“She is if she won’t sell to the group we’ve put together,” Skip warned.
Connor was silent.
Beginning to look as upset with the situation as Connor was, Skip leaned forward and warned, “You’re not for one minute forgetting we’ve spent the past five months putting this project together or that we each stand to make a fortune from the deal, are you?”
No, Connor wasn’t forgetting that.
The problem was, he realized with a weary sigh, he couldn’t seem to forget Kristy Neumeyer, either. And that made it awfully darn hard to push on with a business proposition he knew she not only loathed, but was also resisting with every fiber of her being.
Chapter Four
When Harry Bowles returned from his shopping expedition, he was wearing a pair of loose-fitting trousers, a short-sleeved shirt and sneakers. He’d added a souvenir cap that said Folly Beach across the front, and he looked a lot more relaxed as he and Kristy sat down in her office to go over the work she had slated. Kristy took two bottles of water from her office fridge and handed him one. “I hate to tell you this, Harry,” she said as she sat down behind her desk, “but we’ve really got our work cut out for us if we want to be ready for that insurance agents convention next week.”
Harry smiled, unperturbed. “I’m used to hard work.”
Kristy was glad to hear it. “If you don’t mind my asking, what exactly did your duties as Winnifred Deveraux-Smith’s butler include?”
Harry unscrewed the lid to his water and drank sparingly. “A little bit of everything, as it happens,” he said rather formally. “I arranged parties, oversaw the household help that came in to cook and clean, dealt with the decorators and handymen that were hired for various tasks. I even managed Winnifred’s social calendar until her aunt Eleanor came in and took over those duties.”
It sounded as if he was a flexible guy, willing to take on whatever needed to be accomplished.
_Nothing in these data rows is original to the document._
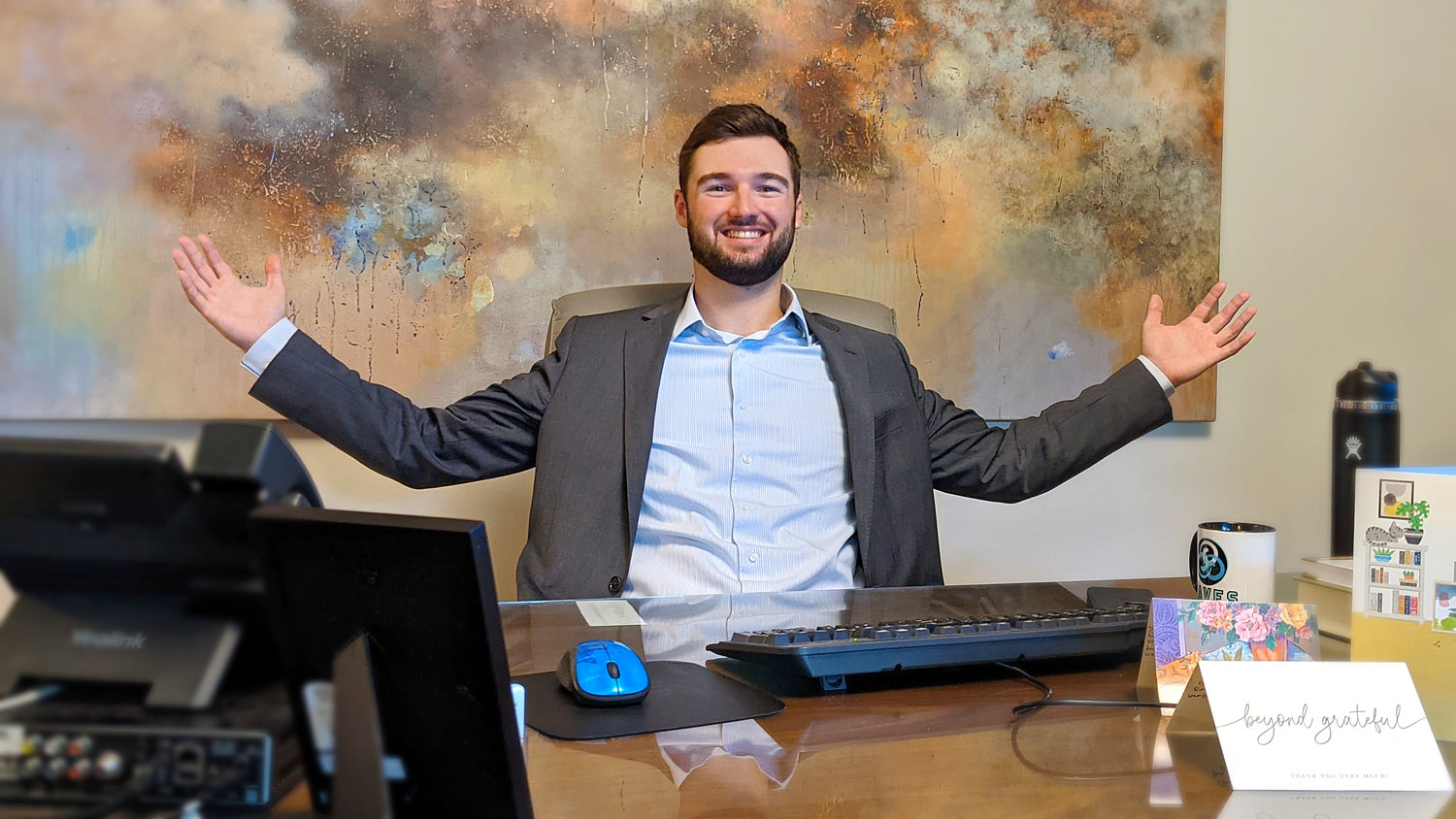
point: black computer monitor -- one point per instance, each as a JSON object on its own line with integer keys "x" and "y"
{"x": 114, "y": 540}
{"x": 124, "y": 516}
{"x": 422, "y": 592}
{"x": 90, "y": 484}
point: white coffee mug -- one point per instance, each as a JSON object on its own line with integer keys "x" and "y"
{"x": 1232, "y": 562}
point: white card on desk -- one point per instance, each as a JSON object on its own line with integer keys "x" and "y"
{"x": 608, "y": 612}
{"x": 1304, "y": 804}
{"x": 1321, "y": 726}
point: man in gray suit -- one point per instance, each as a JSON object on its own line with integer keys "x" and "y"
{"x": 724, "y": 442}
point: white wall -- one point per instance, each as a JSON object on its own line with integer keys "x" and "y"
{"x": 1337, "y": 213}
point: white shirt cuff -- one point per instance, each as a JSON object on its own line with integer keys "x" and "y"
{"x": 268, "y": 345}
{"x": 1156, "y": 373}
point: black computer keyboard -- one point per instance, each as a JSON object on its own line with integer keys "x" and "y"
{"x": 832, "y": 652}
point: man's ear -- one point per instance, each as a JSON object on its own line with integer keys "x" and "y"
{"x": 680, "y": 206}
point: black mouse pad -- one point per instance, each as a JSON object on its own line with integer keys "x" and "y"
{"x": 683, "y": 694}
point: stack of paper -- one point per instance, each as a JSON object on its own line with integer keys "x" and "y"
{"x": 1327, "y": 582}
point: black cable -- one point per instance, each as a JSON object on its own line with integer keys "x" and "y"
{"x": 1025, "y": 710}
{"x": 1045, "y": 699}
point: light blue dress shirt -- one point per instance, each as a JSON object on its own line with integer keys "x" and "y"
{"x": 747, "y": 481}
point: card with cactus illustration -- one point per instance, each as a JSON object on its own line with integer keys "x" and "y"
{"x": 1443, "y": 611}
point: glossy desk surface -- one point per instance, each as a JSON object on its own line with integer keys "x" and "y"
{"x": 946, "y": 746}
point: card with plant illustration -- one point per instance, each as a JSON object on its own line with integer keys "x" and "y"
{"x": 1187, "y": 632}
{"x": 1443, "y": 611}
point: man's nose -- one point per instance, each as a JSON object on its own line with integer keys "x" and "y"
{"x": 742, "y": 207}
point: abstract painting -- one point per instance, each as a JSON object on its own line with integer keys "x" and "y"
{"x": 1013, "y": 178}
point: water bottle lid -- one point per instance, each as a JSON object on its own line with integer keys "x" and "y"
{"x": 1366, "y": 384}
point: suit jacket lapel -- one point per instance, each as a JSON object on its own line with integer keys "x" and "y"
{"x": 850, "y": 375}
{"x": 643, "y": 354}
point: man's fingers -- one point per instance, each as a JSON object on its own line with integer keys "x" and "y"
{"x": 194, "y": 253}
{"x": 183, "y": 264}
{"x": 194, "y": 293}
{"x": 1232, "y": 332}
{"x": 1208, "y": 303}
{"x": 188, "y": 274}
{"x": 1232, "y": 309}
{"x": 213, "y": 256}
{"x": 1237, "y": 345}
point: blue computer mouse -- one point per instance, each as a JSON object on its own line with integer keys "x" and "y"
{"x": 603, "y": 672}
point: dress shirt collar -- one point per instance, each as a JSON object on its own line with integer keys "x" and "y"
{"x": 788, "y": 302}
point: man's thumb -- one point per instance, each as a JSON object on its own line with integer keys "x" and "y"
{"x": 273, "y": 268}
{"x": 1155, "y": 311}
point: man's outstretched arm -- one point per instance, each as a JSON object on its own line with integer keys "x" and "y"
{"x": 1036, "y": 454}
{"x": 486, "y": 434}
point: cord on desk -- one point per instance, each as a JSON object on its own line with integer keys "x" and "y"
{"x": 1036, "y": 705}
{"x": 1045, "y": 699}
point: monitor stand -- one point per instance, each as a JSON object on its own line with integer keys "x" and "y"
{"x": 118, "y": 639}
{"x": 360, "y": 789}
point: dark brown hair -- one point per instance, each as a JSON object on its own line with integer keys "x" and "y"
{"x": 730, "y": 121}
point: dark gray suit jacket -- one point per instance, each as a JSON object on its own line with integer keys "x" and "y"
{"x": 582, "y": 416}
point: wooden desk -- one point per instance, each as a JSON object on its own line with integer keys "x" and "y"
{"x": 943, "y": 748}
{"x": 948, "y": 748}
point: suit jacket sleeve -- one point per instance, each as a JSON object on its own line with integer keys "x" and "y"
{"x": 486, "y": 434}
{"x": 1036, "y": 454}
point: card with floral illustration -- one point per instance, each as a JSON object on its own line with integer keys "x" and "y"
{"x": 1181, "y": 633}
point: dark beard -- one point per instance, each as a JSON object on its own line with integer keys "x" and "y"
{"x": 742, "y": 274}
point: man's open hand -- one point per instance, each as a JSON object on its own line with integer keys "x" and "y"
{"x": 241, "y": 311}
{"x": 1185, "y": 349}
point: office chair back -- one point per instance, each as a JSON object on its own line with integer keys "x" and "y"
{"x": 606, "y": 300}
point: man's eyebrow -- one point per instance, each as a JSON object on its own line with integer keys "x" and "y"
{"x": 722, "y": 177}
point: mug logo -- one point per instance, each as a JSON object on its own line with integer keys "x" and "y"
{"x": 1353, "y": 448}
{"x": 1213, "y": 563}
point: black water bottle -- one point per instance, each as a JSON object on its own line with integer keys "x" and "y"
{"x": 1368, "y": 434}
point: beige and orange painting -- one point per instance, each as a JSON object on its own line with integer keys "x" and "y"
{"x": 1012, "y": 178}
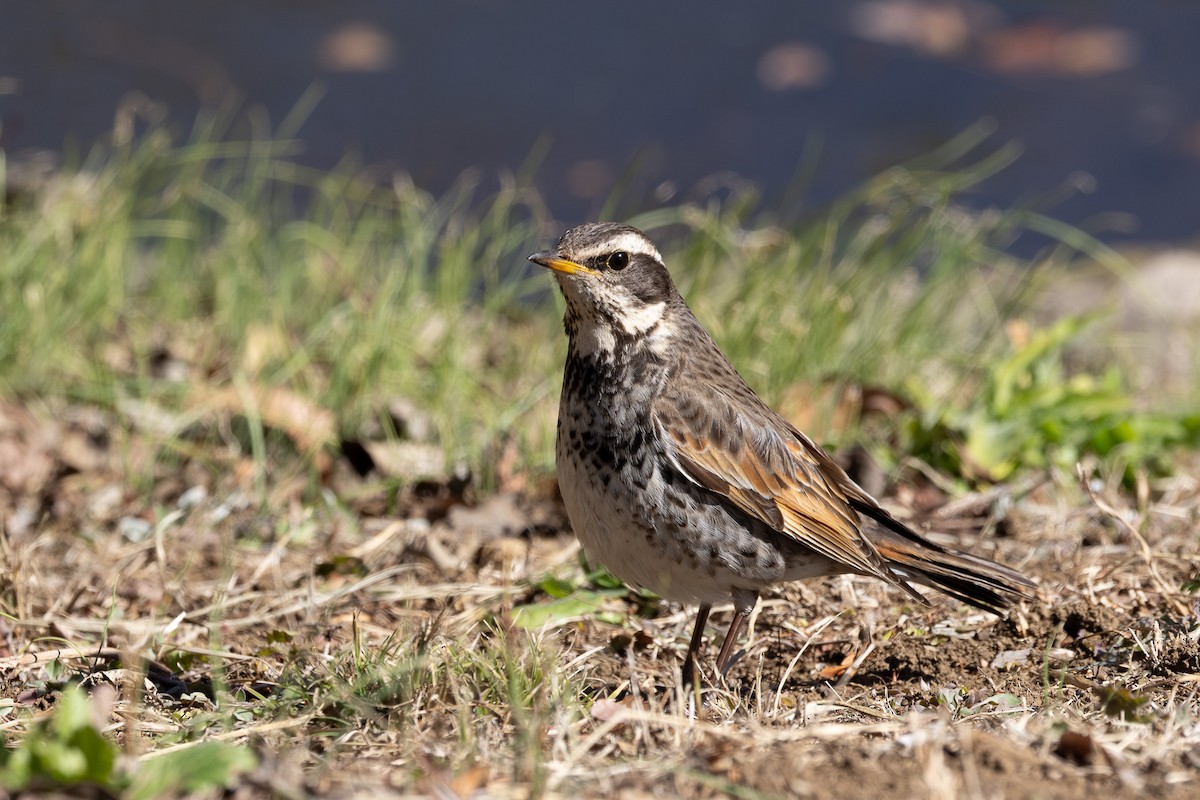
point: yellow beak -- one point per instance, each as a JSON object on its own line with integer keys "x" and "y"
{"x": 550, "y": 260}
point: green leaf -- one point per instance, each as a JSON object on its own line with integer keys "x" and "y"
{"x": 208, "y": 765}
{"x": 563, "y": 609}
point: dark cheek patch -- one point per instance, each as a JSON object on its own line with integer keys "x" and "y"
{"x": 651, "y": 284}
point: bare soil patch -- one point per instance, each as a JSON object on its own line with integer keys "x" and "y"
{"x": 364, "y": 637}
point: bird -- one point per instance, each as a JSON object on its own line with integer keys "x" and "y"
{"x": 678, "y": 479}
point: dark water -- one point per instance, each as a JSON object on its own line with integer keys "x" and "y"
{"x": 1105, "y": 89}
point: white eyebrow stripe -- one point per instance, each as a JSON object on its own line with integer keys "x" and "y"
{"x": 628, "y": 241}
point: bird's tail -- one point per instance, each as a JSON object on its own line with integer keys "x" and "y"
{"x": 970, "y": 578}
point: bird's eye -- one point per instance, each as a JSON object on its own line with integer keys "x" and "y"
{"x": 617, "y": 260}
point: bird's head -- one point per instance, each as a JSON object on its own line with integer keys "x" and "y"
{"x": 616, "y": 287}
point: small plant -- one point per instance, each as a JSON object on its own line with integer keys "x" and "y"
{"x": 1029, "y": 411}
{"x": 66, "y": 750}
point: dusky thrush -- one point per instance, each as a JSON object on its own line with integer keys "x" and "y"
{"x": 678, "y": 479}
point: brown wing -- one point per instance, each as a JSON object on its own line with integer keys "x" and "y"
{"x": 769, "y": 470}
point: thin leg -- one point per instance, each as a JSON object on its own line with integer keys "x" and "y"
{"x": 744, "y": 600}
{"x": 731, "y": 641}
{"x": 697, "y": 636}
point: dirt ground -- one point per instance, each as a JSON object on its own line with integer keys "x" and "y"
{"x": 366, "y": 639}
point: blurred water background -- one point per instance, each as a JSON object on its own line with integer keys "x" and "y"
{"x": 804, "y": 100}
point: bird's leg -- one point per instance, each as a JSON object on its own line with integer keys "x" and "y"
{"x": 697, "y": 636}
{"x": 743, "y": 603}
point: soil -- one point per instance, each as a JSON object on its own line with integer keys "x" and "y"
{"x": 844, "y": 689}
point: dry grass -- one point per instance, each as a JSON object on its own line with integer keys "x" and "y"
{"x": 365, "y": 654}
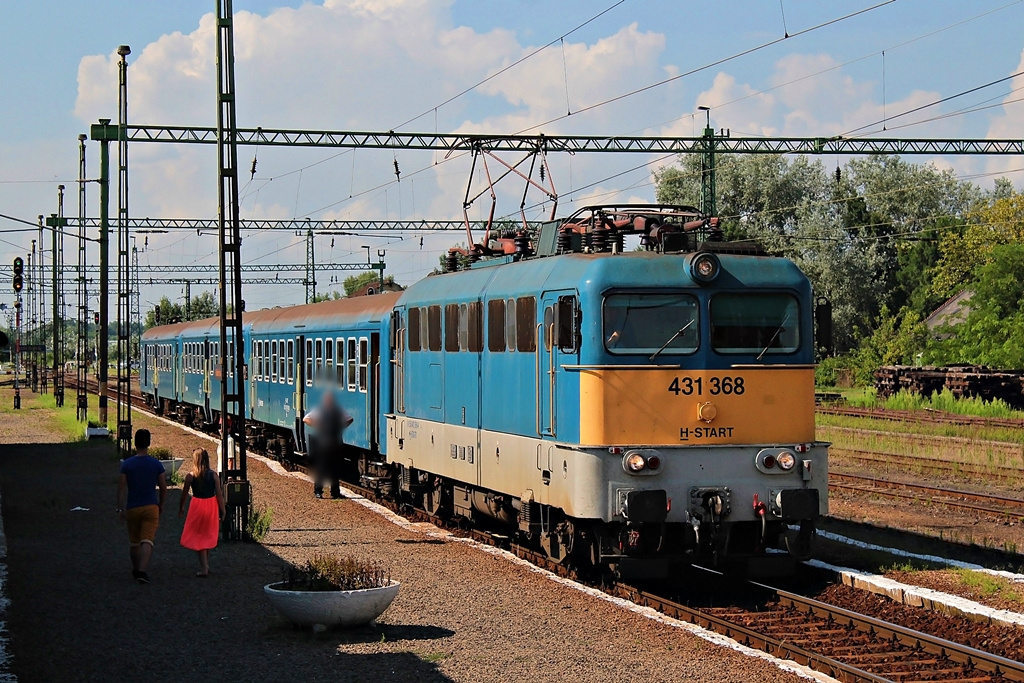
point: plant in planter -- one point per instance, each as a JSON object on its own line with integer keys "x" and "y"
{"x": 331, "y": 591}
{"x": 171, "y": 464}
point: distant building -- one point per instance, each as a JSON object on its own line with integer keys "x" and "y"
{"x": 375, "y": 288}
{"x": 953, "y": 311}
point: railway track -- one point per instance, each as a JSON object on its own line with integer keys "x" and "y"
{"x": 841, "y": 643}
{"x": 922, "y": 417}
{"x": 924, "y": 465}
{"x": 994, "y": 506}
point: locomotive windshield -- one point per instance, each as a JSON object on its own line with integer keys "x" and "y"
{"x": 650, "y": 323}
{"x": 759, "y": 324}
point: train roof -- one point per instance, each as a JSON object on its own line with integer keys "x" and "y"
{"x": 361, "y": 308}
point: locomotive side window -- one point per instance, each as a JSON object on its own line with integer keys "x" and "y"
{"x": 291, "y": 361}
{"x": 759, "y": 324}
{"x": 351, "y": 364}
{"x": 414, "y": 329}
{"x": 651, "y": 324}
{"x": 496, "y": 325}
{"x": 510, "y": 337}
{"x": 309, "y": 363}
{"x": 474, "y": 327}
{"x": 452, "y": 327}
{"x": 364, "y": 363}
{"x": 526, "y": 324}
{"x": 434, "y": 328}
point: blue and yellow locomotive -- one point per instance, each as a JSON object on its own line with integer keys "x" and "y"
{"x": 627, "y": 410}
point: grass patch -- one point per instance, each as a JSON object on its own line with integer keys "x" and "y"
{"x": 258, "y": 524}
{"x": 988, "y": 585}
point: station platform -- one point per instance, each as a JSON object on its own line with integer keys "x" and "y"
{"x": 462, "y": 614}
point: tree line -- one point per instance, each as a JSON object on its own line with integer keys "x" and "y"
{"x": 887, "y": 242}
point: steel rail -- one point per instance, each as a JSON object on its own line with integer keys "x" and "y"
{"x": 877, "y": 486}
{"x": 934, "y": 464}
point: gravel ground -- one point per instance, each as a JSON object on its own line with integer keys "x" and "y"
{"x": 462, "y": 614}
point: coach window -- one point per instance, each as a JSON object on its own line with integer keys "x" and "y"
{"x": 364, "y": 360}
{"x": 526, "y": 324}
{"x": 351, "y": 364}
{"x": 309, "y": 363}
{"x": 340, "y": 366}
{"x": 329, "y": 359}
{"x": 273, "y": 360}
{"x": 452, "y": 327}
{"x": 496, "y": 326}
{"x": 291, "y": 360}
{"x": 320, "y": 360}
{"x": 434, "y": 328}
{"x": 282, "y": 363}
{"x": 510, "y": 332}
{"x": 414, "y": 329}
{"x": 463, "y": 327}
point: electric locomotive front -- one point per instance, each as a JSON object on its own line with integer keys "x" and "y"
{"x": 625, "y": 410}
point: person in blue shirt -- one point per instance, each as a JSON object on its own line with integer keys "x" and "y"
{"x": 138, "y": 504}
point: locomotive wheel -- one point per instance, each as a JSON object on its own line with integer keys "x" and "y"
{"x": 435, "y": 501}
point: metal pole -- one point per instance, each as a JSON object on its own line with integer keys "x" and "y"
{"x": 232, "y": 421}
{"x": 124, "y": 264}
{"x": 102, "y": 334}
{"x": 55, "y": 293}
{"x": 82, "y": 342}
{"x": 40, "y": 335}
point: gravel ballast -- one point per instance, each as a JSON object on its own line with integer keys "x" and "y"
{"x": 462, "y": 614}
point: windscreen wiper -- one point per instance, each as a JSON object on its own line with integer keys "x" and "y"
{"x": 671, "y": 339}
{"x": 774, "y": 336}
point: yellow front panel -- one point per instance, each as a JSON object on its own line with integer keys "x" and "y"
{"x": 696, "y": 408}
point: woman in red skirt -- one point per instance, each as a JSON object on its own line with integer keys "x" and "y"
{"x": 206, "y": 511}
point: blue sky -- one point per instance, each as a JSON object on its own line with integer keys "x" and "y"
{"x": 371, "y": 65}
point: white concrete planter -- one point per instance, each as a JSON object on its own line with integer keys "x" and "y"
{"x": 171, "y": 466}
{"x": 322, "y": 609}
{"x": 96, "y": 432}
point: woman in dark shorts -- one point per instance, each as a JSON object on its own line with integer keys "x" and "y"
{"x": 205, "y": 512}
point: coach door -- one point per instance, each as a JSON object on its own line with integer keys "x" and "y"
{"x": 206, "y": 380}
{"x": 374, "y": 391}
{"x": 398, "y": 355}
{"x": 299, "y": 397}
{"x": 556, "y": 345}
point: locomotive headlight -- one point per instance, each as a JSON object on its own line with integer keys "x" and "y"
{"x": 634, "y": 462}
{"x": 705, "y": 267}
{"x": 785, "y": 460}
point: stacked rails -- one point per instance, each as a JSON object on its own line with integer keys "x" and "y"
{"x": 963, "y": 382}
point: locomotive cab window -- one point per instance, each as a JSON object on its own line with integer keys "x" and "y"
{"x": 496, "y": 325}
{"x": 414, "y": 329}
{"x": 758, "y": 324}
{"x": 646, "y": 323}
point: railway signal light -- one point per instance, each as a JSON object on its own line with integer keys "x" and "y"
{"x": 18, "y": 269}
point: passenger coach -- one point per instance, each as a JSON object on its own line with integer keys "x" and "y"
{"x": 628, "y": 410}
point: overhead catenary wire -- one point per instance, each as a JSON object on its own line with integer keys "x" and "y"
{"x": 712, "y": 65}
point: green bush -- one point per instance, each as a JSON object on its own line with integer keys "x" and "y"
{"x": 258, "y": 524}
{"x": 330, "y": 572}
{"x": 162, "y": 453}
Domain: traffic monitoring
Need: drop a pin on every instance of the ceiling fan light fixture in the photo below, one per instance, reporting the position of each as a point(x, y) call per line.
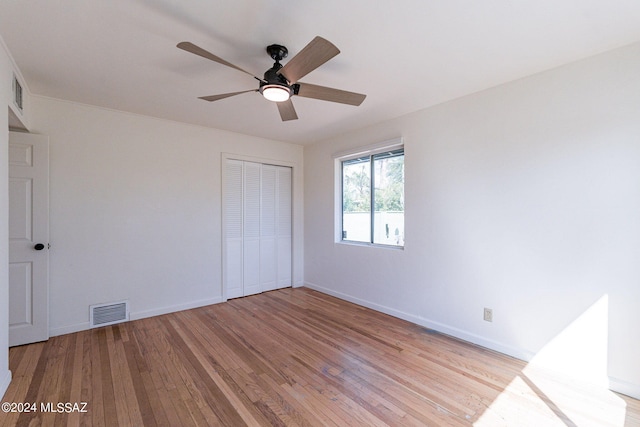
point(276, 93)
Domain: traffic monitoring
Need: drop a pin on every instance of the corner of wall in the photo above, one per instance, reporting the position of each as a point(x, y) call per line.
point(4, 384)
point(624, 387)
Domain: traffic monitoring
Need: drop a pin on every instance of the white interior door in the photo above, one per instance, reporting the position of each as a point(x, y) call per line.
point(284, 246)
point(28, 238)
point(257, 236)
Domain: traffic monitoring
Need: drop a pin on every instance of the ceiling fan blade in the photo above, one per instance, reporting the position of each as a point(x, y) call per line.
point(190, 47)
point(287, 112)
point(330, 94)
point(224, 95)
point(313, 55)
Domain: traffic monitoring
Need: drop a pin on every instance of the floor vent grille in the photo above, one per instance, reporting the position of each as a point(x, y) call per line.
point(108, 314)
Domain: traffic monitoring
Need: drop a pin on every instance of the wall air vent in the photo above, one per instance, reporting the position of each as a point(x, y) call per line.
point(108, 314)
point(17, 92)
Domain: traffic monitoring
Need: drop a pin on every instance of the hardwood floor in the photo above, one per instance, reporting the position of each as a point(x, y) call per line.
point(290, 357)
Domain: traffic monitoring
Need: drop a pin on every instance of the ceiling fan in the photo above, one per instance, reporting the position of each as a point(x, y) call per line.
point(280, 82)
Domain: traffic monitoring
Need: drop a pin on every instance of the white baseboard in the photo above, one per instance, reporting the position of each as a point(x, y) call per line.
point(518, 353)
point(624, 387)
point(68, 329)
point(4, 383)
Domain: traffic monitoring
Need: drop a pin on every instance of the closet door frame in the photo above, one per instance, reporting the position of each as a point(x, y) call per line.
point(264, 161)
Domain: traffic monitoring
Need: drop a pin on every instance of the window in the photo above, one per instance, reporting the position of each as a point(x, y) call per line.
point(373, 198)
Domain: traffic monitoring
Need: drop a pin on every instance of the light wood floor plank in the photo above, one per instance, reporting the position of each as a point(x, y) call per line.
point(293, 357)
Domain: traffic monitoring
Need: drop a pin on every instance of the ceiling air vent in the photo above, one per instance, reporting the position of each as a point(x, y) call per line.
point(108, 314)
point(17, 93)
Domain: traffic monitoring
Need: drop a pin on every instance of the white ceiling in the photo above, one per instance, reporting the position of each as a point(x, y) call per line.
point(406, 55)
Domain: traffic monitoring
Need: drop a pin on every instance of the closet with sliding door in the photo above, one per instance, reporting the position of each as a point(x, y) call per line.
point(256, 224)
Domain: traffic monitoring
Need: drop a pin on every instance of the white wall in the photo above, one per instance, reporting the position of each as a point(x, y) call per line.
point(524, 198)
point(135, 209)
point(7, 70)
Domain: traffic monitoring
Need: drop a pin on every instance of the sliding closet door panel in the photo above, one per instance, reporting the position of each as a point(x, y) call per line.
point(233, 200)
point(284, 234)
point(251, 260)
point(268, 223)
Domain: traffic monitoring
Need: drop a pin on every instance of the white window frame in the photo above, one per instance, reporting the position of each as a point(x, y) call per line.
point(369, 150)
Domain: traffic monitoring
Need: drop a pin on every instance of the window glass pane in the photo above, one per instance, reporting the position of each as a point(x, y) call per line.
point(356, 200)
point(388, 220)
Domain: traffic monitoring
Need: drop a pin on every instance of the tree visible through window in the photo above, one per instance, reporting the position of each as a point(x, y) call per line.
point(373, 198)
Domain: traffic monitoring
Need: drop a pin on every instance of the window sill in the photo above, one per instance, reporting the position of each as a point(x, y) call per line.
point(368, 245)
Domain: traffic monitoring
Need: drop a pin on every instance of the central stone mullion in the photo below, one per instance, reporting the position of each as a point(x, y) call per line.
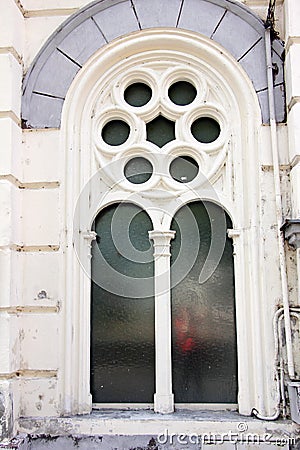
point(163, 397)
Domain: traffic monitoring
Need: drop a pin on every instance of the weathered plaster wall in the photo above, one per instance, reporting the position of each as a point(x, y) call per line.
point(31, 171)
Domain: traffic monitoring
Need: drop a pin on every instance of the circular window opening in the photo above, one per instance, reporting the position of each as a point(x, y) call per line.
point(205, 129)
point(138, 94)
point(138, 170)
point(184, 169)
point(115, 132)
point(182, 93)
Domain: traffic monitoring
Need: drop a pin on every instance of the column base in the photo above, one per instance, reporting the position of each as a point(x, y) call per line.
point(163, 404)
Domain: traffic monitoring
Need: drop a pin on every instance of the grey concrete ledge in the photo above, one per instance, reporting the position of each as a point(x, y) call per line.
point(232, 25)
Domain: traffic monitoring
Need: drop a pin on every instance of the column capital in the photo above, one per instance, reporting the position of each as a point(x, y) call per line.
point(291, 230)
point(161, 241)
point(89, 236)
Kristy frowned. Here came the hard part. “Well, we don’t have maids yet and probably won’t for another week or two, so for the moment all those duties are going to fall to the two of us.” She paused, not sure how this was going to go, and regarded him seriously. “Are you up to that?” Because if not, he was not the man for the job, after all.
“Absolutely.” Looking ready for action, Harry put the cap back on his water bottle. “What do you need me to do today?”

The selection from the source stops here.